Mixed impact of value of dollar
28 September 2000 Media Statement
Mixed impact of value of dollar
The value of the dollar is not some kind of
national virility index, and its present level will have a
mixed impact, Deputy Prime Minister Jim Anderton told a
Rotary audience in Nelson today.
He pointed out that the New Zealand dollar is at a higher level against the Australian dollar today than it was at when the dollar was floated in 1985. Then it bought around 65 cents Australian, compared to about 74 cents now.
"No one would seriously argue that the New Zealand economy has outperformed the Australian economy over the last fifteen years."
The mixed impact of a lower exchange rate overall should include more exports.
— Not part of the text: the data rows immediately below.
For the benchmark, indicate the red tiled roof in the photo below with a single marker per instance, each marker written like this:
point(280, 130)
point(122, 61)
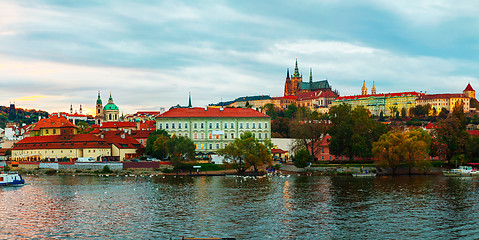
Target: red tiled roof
point(277, 150)
point(469, 88)
point(148, 113)
point(441, 96)
point(151, 124)
point(289, 97)
point(473, 132)
point(117, 125)
point(399, 94)
point(316, 94)
point(141, 133)
point(53, 122)
point(121, 139)
point(212, 112)
point(58, 142)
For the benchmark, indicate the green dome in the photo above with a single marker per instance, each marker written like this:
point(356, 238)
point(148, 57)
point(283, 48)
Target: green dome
point(110, 106)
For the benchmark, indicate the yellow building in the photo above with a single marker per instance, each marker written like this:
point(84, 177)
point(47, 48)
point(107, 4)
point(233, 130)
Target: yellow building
point(440, 101)
point(388, 103)
point(54, 125)
point(60, 146)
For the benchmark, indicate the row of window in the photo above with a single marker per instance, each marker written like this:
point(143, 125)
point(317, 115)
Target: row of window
point(210, 125)
point(217, 136)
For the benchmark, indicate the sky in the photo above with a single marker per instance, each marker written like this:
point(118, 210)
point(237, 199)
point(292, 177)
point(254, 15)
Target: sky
point(151, 54)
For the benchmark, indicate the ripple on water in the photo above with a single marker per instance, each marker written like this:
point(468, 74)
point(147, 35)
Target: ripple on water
point(276, 208)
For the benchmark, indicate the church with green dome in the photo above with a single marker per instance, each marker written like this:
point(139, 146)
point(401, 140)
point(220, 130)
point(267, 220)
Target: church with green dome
point(108, 113)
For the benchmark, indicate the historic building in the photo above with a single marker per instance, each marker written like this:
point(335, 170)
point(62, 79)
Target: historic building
point(295, 84)
point(213, 128)
point(109, 113)
point(55, 125)
point(447, 100)
point(65, 145)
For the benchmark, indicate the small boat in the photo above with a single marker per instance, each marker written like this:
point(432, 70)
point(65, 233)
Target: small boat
point(11, 179)
point(462, 171)
point(370, 174)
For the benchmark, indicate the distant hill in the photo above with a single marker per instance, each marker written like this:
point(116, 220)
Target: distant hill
point(20, 115)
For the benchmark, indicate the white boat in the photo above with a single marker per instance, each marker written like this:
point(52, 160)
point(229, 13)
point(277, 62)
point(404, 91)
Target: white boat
point(370, 174)
point(11, 179)
point(462, 171)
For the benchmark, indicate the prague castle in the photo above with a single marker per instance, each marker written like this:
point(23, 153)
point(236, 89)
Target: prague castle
point(109, 113)
point(295, 84)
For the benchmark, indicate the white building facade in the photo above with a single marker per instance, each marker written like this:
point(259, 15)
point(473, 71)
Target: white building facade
point(214, 128)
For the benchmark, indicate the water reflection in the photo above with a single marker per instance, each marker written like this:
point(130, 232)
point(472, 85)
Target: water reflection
point(296, 207)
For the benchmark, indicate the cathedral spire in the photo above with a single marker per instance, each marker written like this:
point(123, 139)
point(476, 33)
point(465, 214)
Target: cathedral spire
point(98, 100)
point(364, 89)
point(189, 100)
point(296, 70)
point(310, 76)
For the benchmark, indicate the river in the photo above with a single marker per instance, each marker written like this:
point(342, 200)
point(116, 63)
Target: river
point(277, 207)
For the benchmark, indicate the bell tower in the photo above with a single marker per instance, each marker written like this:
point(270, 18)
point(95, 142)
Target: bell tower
point(99, 110)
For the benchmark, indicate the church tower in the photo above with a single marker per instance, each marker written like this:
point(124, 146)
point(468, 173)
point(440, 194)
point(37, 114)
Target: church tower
point(287, 84)
point(469, 91)
point(296, 80)
point(99, 110)
point(364, 89)
point(111, 112)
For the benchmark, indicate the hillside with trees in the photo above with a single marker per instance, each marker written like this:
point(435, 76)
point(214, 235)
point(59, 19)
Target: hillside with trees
point(20, 115)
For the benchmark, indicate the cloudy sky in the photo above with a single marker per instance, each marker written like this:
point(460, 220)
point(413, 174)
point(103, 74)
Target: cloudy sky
point(150, 54)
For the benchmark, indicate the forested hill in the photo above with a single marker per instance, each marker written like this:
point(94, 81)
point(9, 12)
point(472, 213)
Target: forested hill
point(20, 115)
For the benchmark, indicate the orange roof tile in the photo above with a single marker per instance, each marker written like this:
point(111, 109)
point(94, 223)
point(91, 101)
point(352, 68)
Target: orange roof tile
point(399, 94)
point(53, 122)
point(212, 113)
point(469, 88)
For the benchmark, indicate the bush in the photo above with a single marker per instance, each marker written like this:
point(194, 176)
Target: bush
point(302, 158)
point(106, 169)
point(166, 170)
point(50, 172)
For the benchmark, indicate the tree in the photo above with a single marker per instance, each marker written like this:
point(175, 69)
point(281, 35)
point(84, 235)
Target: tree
point(416, 147)
point(246, 152)
point(397, 147)
point(308, 132)
point(387, 150)
point(301, 158)
point(353, 131)
point(403, 112)
point(180, 149)
point(280, 127)
point(443, 113)
point(156, 144)
point(453, 133)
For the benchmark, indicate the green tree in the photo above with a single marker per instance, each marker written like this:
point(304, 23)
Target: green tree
point(416, 147)
point(453, 133)
point(403, 112)
point(301, 158)
point(308, 132)
point(387, 150)
point(180, 149)
point(443, 113)
point(246, 152)
point(156, 144)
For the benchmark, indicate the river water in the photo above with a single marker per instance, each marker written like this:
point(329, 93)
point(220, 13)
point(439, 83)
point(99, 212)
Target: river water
point(294, 207)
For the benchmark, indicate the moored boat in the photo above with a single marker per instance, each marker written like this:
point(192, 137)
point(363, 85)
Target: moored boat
point(462, 171)
point(11, 179)
point(370, 174)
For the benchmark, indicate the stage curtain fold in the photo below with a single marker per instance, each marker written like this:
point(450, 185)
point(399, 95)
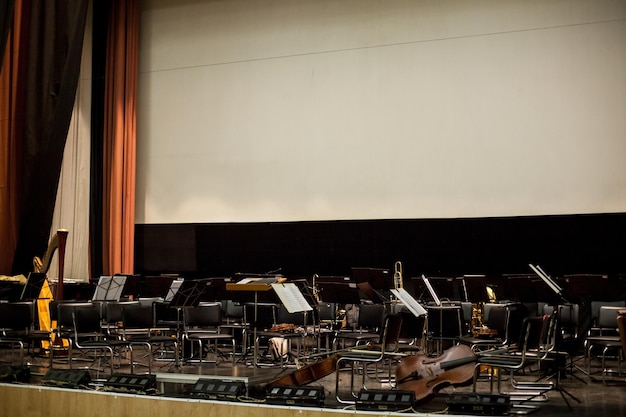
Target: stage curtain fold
point(119, 137)
point(48, 74)
point(9, 145)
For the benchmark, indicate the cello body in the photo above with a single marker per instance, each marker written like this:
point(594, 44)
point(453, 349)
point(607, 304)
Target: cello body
point(426, 376)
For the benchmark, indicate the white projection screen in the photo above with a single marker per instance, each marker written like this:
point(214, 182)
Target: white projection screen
point(294, 110)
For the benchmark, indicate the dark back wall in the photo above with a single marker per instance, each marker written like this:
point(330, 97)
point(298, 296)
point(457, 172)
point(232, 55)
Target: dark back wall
point(571, 244)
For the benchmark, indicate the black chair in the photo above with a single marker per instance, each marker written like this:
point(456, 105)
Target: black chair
point(138, 328)
point(445, 326)
point(369, 324)
point(17, 328)
point(503, 323)
point(202, 325)
point(532, 348)
point(360, 357)
point(88, 336)
point(603, 339)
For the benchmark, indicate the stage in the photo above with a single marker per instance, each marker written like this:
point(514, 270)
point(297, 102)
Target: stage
point(172, 395)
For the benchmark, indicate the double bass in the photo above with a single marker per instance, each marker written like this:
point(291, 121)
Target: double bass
point(425, 376)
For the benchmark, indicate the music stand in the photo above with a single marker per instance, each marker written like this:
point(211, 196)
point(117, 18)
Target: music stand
point(558, 290)
point(173, 289)
point(185, 294)
point(431, 290)
point(475, 288)
point(11, 290)
point(188, 293)
point(339, 292)
point(109, 288)
point(255, 284)
point(409, 302)
point(33, 286)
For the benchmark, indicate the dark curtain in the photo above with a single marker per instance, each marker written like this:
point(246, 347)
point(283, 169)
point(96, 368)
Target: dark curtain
point(6, 18)
point(101, 13)
point(49, 79)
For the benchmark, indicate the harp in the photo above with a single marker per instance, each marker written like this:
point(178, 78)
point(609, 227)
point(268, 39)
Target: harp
point(42, 265)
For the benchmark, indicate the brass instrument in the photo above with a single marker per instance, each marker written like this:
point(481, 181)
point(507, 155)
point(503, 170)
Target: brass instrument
point(397, 275)
point(477, 318)
point(316, 293)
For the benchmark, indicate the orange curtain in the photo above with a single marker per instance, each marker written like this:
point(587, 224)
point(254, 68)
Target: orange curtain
point(9, 171)
point(119, 154)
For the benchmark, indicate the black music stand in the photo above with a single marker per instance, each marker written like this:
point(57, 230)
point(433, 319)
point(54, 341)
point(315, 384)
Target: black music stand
point(339, 292)
point(254, 284)
point(11, 290)
point(109, 288)
point(185, 294)
point(173, 289)
point(33, 286)
point(475, 288)
point(559, 291)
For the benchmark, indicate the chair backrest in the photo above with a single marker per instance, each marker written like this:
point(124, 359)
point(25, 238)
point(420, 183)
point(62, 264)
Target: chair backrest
point(297, 319)
point(569, 319)
point(65, 319)
point(113, 310)
point(208, 315)
point(621, 325)
point(392, 327)
point(371, 317)
point(263, 318)
point(595, 309)
point(326, 311)
point(537, 335)
point(86, 319)
point(445, 321)
point(17, 316)
point(607, 317)
point(498, 319)
point(232, 311)
point(412, 327)
point(137, 317)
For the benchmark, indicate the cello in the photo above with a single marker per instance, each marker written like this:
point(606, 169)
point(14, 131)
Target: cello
point(425, 376)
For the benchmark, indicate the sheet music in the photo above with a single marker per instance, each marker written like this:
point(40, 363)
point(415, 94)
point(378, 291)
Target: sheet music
point(109, 288)
point(431, 290)
point(410, 302)
point(174, 287)
point(291, 297)
point(546, 278)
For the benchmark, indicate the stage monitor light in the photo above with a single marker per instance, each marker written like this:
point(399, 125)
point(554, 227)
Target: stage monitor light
point(10, 373)
point(67, 378)
point(212, 389)
point(295, 395)
point(132, 384)
point(385, 400)
point(479, 404)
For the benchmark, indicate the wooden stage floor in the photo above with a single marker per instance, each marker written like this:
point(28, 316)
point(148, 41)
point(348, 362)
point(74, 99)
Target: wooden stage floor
point(596, 398)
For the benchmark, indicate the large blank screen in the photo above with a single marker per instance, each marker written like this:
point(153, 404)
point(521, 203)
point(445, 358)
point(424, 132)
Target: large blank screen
point(287, 110)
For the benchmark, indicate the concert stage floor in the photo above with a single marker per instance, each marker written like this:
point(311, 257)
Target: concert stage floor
point(174, 383)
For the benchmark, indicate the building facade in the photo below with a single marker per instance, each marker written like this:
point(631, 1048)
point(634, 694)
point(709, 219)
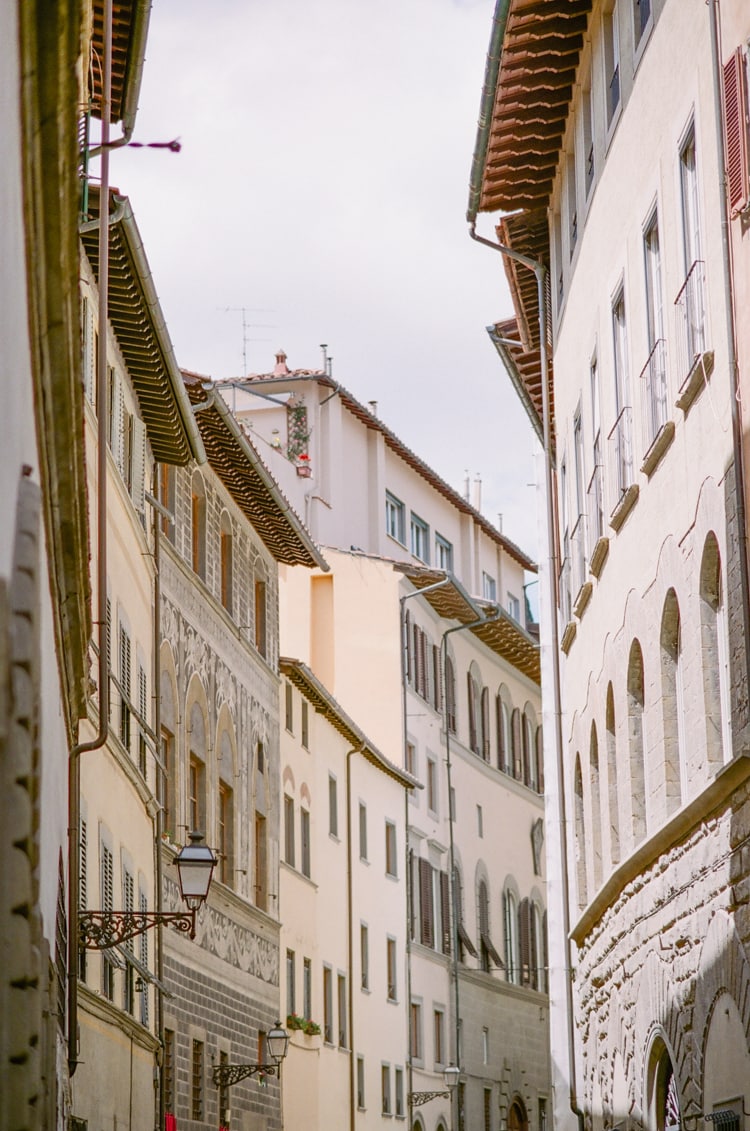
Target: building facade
point(622, 198)
point(406, 553)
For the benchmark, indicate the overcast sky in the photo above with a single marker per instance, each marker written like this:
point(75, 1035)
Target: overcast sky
point(322, 186)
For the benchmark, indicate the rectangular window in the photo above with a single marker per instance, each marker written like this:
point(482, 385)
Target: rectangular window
point(333, 806)
point(444, 553)
point(342, 1011)
point(169, 1071)
point(289, 707)
point(304, 842)
point(363, 831)
point(289, 830)
point(391, 862)
point(432, 785)
point(360, 1082)
point(611, 62)
point(291, 980)
point(364, 955)
point(304, 725)
point(399, 1093)
point(328, 1004)
point(415, 1018)
point(395, 525)
point(390, 965)
point(385, 1087)
point(420, 533)
point(439, 1036)
point(197, 1081)
point(307, 989)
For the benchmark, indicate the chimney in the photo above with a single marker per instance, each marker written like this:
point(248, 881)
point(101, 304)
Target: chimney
point(476, 493)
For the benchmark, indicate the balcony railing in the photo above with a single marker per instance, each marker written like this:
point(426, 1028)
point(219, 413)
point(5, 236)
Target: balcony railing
point(620, 462)
point(691, 330)
point(654, 396)
point(578, 554)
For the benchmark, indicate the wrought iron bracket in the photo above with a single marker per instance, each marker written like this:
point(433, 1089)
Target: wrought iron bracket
point(416, 1098)
point(224, 1076)
point(103, 930)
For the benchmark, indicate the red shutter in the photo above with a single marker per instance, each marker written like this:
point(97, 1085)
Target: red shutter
point(735, 131)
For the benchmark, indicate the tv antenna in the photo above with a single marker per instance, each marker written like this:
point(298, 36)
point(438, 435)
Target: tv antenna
point(247, 326)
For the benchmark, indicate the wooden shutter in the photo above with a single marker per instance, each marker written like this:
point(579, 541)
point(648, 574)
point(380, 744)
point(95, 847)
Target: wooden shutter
point(515, 740)
point(472, 713)
point(427, 908)
point(445, 912)
point(485, 724)
point(525, 940)
point(735, 131)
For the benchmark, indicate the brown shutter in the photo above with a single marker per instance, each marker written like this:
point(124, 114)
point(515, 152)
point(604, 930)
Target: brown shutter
point(445, 912)
point(485, 724)
point(427, 911)
point(540, 758)
point(472, 713)
point(735, 131)
point(515, 737)
point(525, 940)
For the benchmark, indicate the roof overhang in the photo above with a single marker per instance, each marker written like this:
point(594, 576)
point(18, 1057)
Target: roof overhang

"That is something we absolutely have to do. The current account deficit makes it crucial for us to sell more of our goods and services overseas."
Acknowledging that some supermarket prices would rise, Jim Anderton said those rises needed to be put in some perspective.
" New Zealand imported $29.912 billion in the year to August 2000. That amounted to about 29% of our GDP. If the imported goods rose in price by (say) 5%, then that could equate to an increase at the supermarket of as little as $1.45 for every $100 spent at the check-out – and that's if it stayed in place for a full year.
"But what is even more important is that goods and services produced in New Zealand will become cheaper. At the supermarket, it means that New Zealanders will increasingly buy New Zealand made products.
"I saw an item on television recently claiming that supermarket prices are going to rise – and it showed imported cheeses to illustrate the point. I'm not sure that many New Zealand families think of French camembert as a staple of the family diet. But the reality is that the price of New Zealand made cheeses don't have to rise.
"In other words – if the price of French camembert is going up, then you can still buy New Zealand-made camembert. And that will create more jobs and rising incomes for New Zealanders."